К вечеру на море установилось полное безветрие. Морские собаки уплыли, разлетелись стаи чаек. Никто поначалу не обратил внимания на необычно высокий прилив. Вода с тихим вкрадчивым упорством наползала на берег. Незаметно, пядь за пядью, она накрыла полосу пляжа, добралась до прибрежных дюн, подмочила корни сосен, где устроил шалаш Анук. Плотники дважды перетаскивали вещи, с немым изумлением наблюдая, как вода неторопливо и бесшумно подкрадывается к недостроенной сцене. Казалось, еще немного — и все их труды пойдут прахом. Но, не добравшись десятка шагов до нижней каменной террасы, прилив наконец остановился. А вскоре вода начала понемногу отступать.
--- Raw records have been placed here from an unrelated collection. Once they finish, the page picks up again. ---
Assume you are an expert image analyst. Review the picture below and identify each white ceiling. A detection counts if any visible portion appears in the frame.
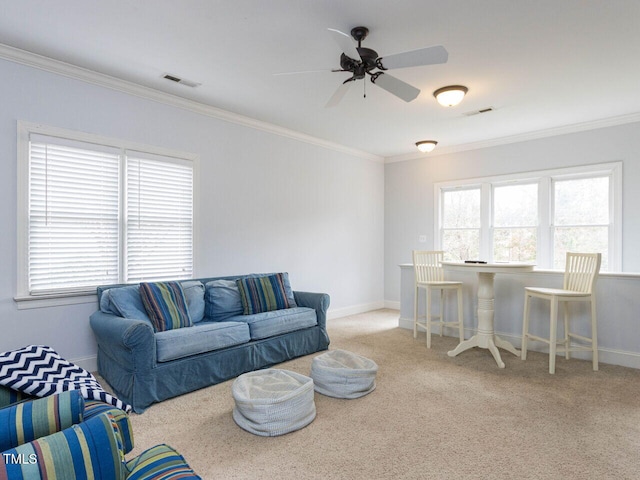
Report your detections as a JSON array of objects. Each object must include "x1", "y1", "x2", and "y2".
[{"x1": 0, "y1": 0, "x2": 640, "y2": 159}]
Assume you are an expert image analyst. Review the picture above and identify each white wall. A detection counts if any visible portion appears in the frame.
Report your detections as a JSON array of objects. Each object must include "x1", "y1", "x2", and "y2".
[
  {"x1": 0, "y1": 60, "x2": 384, "y2": 366},
  {"x1": 385, "y1": 123, "x2": 640, "y2": 368},
  {"x1": 385, "y1": 123, "x2": 640, "y2": 302}
]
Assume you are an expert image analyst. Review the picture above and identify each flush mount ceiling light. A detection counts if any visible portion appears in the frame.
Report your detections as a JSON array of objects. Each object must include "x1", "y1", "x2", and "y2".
[
  {"x1": 433, "y1": 85, "x2": 469, "y2": 107},
  {"x1": 416, "y1": 140, "x2": 438, "y2": 153}
]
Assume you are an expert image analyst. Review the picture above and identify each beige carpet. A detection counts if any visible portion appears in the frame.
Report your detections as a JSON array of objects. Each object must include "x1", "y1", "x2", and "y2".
[{"x1": 122, "y1": 310, "x2": 640, "y2": 480}]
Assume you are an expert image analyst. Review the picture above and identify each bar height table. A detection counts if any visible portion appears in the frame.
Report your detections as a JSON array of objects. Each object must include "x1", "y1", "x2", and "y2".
[{"x1": 442, "y1": 262, "x2": 534, "y2": 368}]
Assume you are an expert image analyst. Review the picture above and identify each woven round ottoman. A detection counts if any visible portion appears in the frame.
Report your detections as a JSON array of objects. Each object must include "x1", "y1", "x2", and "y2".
[
  {"x1": 231, "y1": 368, "x2": 316, "y2": 437},
  {"x1": 311, "y1": 350, "x2": 378, "y2": 398}
]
Уже протянулись длинные вечерние тени, но никто не торопился покинуть сосновую гору. Артельщики, затаив дыхание, следили за причудами океана.
— Море сошло с ума! — шептались между собой они, вспоминая рыбачьи байки о клювоголовых морских демонах, которые вылезают на берег по ночам и задорого покупают души рыбаков. Смелый и отчаянный, посвященный в тайну (а знают ее все жители побережья от мала до велика) поступит так: серебро возьмет и низко поклонится демону, желая ему здравствовать до скончания века и всячески его, мерзкого, восхваляя. Туповатый морской демон поклонится в ответ — и его мозги вытекут на песок, как суп из котелка. После этого забирай серебро и спокойно иди домой.
Тайна же такова: на темени у морского демона нет кости, просто дырка, и там плещется мозг, как студень в крынке.
А если демон окажется невежей и не поклонится, надо бросить в него самый обычный зеленый огурец, которого вся морская нечисть почему-то смертельно боится…
Пока предвкушали появление демонов, вода незаметно ушла с дюн, оставив на песке клочья водорослей. И тело мертвой девушки.
Работники, напуганные собственными байками, подошли к ней не сразу. Вдруг русалка? Подпустит поближе, схватит и утянет в море. Но нет, самая обычная утопленница. Молоденькая девушка, из тех, что ныряют за ракушками-жемчужницами в море на двадцать локтей и проводят под водой столько времени, что сердце может сделать двести ударов. Губы бледные, кожа гладкая и сероватая, как у морской собаки, длинные спутанные волосы — словно огромный пучок водорослей. Из одежды на утопленнице был только передник-сумка с глубокими карманами для жемчужин и для кривого рабочего ножа, которым открывают раковины.
— А девка-то ничего была, — заметил кто-то.
— Надо бы в сумке пошарить…
Ныряльщица вдруг пошевелилась. Приподняла голову, обвела всех мутных взглядом, закашлялась. Изо рта полилась вода. Плотники испуганно отпрянули в стороны — ведь только что не дышала, валялась дохлой рыбиной! — но тут утопленница без сил уронила голову на песок и жалобно-жалобно простонала:
— Помогите…
Вскоре девушка уже сидела у костра, по уши закутанная в одеяло. В руки ей сунули тыкву с крепким рисовым самогоном. Гостья растерянно поглядывала по сторонам, отхлебывала жгучую жидкость. Рабочие приступили было к ней с расспросами, но ныряльщица отмалчивалась, только крепче стягивала края одеяла и опускала голову.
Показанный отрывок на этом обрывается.